En las empresas modernas, la identidad corporativa no es sólo un manual, sino que tiene un carácter estratégico y se renueva.


Imprimir Enviar nota Fecha de actualización: 11/20/2007

La diferenciación visual de la marca es un anzuelo para sobresalir. Esa es la idea del mexicano Juan Carlos Fernández Espinoza, socio fundador de la agencia Ideograma, especialistas en identidad de marca. Para lograr esa diferenciación visual y una nueva identidad debe comenzarse con una investigación.

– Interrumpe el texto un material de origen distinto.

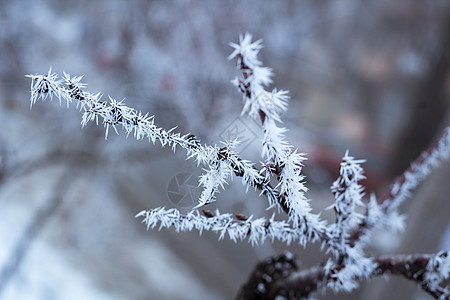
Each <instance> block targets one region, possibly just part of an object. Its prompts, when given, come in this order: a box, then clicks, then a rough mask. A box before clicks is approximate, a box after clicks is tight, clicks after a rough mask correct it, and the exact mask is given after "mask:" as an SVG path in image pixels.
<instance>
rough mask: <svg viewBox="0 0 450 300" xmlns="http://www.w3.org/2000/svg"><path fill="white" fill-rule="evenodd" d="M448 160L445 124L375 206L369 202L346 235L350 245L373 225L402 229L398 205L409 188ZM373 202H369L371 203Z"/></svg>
mask: <svg viewBox="0 0 450 300" xmlns="http://www.w3.org/2000/svg"><path fill="white" fill-rule="evenodd" d="M449 159H450V127H447V128H446V129H445V131H444V134H443V135H442V136H441V138H440V139H439V140H438V141H437V142H436V143H434V144H433V145H431V146H430V147H429V148H428V149H427V150H425V151H424V152H423V153H422V154H421V155H420V156H419V157H418V158H417V159H416V160H415V161H414V162H412V163H411V166H410V167H409V168H408V169H407V170H406V171H405V172H404V173H403V174H402V175H401V176H399V177H398V178H397V179H396V180H395V182H394V183H393V184H392V186H391V188H390V190H389V191H388V193H387V195H386V196H385V197H384V198H382V199H383V200H382V201H381V204H380V205H378V204H377V203H376V201H374V200H375V199H373V200H372V201H371V204H370V207H371V208H369V209H368V214H367V216H366V218H365V219H364V220H363V221H362V222H361V223H360V225H359V227H358V228H357V229H355V230H354V231H353V232H352V234H351V235H350V237H349V242H350V244H352V245H354V244H355V243H357V242H358V241H359V240H360V239H361V238H363V237H365V238H366V240H367V234H369V233H370V231H371V230H372V229H373V228H374V227H380V226H386V227H388V228H390V229H391V230H397V231H402V230H403V229H404V217H403V216H402V215H400V214H399V212H398V208H399V206H400V205H401V204H402V203H403V202H404V201H405V200H406V199H408V198H410V197H411V195H412V191H413V190H415V189H416V188H417V186H418V185H419V184H420V183H422V182H423V181H424V180H425V179H426V178H427V177H428V175H430V173H431V172H432V171H433V170H434V169H436V168H437V167H438V166H439V165H440V164H441V162H443V161H448V160H449ZM372 202H373V203H372Z"/></svg>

“Aprendemos la visión de nuestros clientes y las expectativas de los clientes de nuestros clientes. Analizamos a la competencia y las tendencias del mercado” es la filosofía de Ideograma.

La consultora Ana María Herrarte asegura que para crear la identidad de una marca no hay recetas de cocina: no se puede decir que una empresa debe renovar su identidad corporativa en 5, 10, 15 ó 20 años. “Todo depende, por una parte, del contexto en el que la empresa se desempeña y por otra, de sus objetivos de mediano y largo plazo”, comenta.

Herrarte considera que esto significa que si la empresa se desempeña en un contexto dinámico, moderno, de mucha competencia, de mucha innovación, probablemente requerirá de una renovación más temprana; en cambio para las que se encuentran en contextos pasivos, tradicionales, con pocos competidores igualmente tradicionales, probablemente la necesidad de renovación no será prioritaria.

Contar con una identidad corporativa adecuada es fundamental a la hora de relacionarse con los clientes, sostienen los expertos del Instituto Universitario de Posgrado (IUP) de España.

El punto de vista de los españoles, que ofrecen maestrías on-line, es que el mercado cambia, se transforma, y con él, también los clientes.

“A veces la marca es tan reconocida que solo se pueden cambiar pequeños detalles, apenas perceptibles para el consumidor. Sin embargo, aquellas empresas con menos peso que sufran una transformación, como una fusión o una modificación en su porfolio de productos, o que tomen conciencia de la necesidad de modernización, sí deben pararse y analizar la conveniencia de la renovación”, valoran.

El director de Trade Marketing para el Cono Sur de Nokia, y catedrático de ADEN Business School, Raúl Amigo, explica que la identidad corporativa de una compañía no es otra cosa que el reflejo de su propia interioridad y del compromiso que se tiene con los clientes.

“Cuando este compromiso se resiente, no se cumple o resulta insuficiente para los nuevos clientes, lo primero que la compañía necesita hacer es un rápido proceso de introspección para revisar estos postulados internos. Luego, y a consecuencia de esta revisión, es probable que sea necesario transformar parte de su identidad externa”, argumenta. ee


“La identidad corporativa de una compañía no es otra cosa que el reflejo de su propia interioridad.”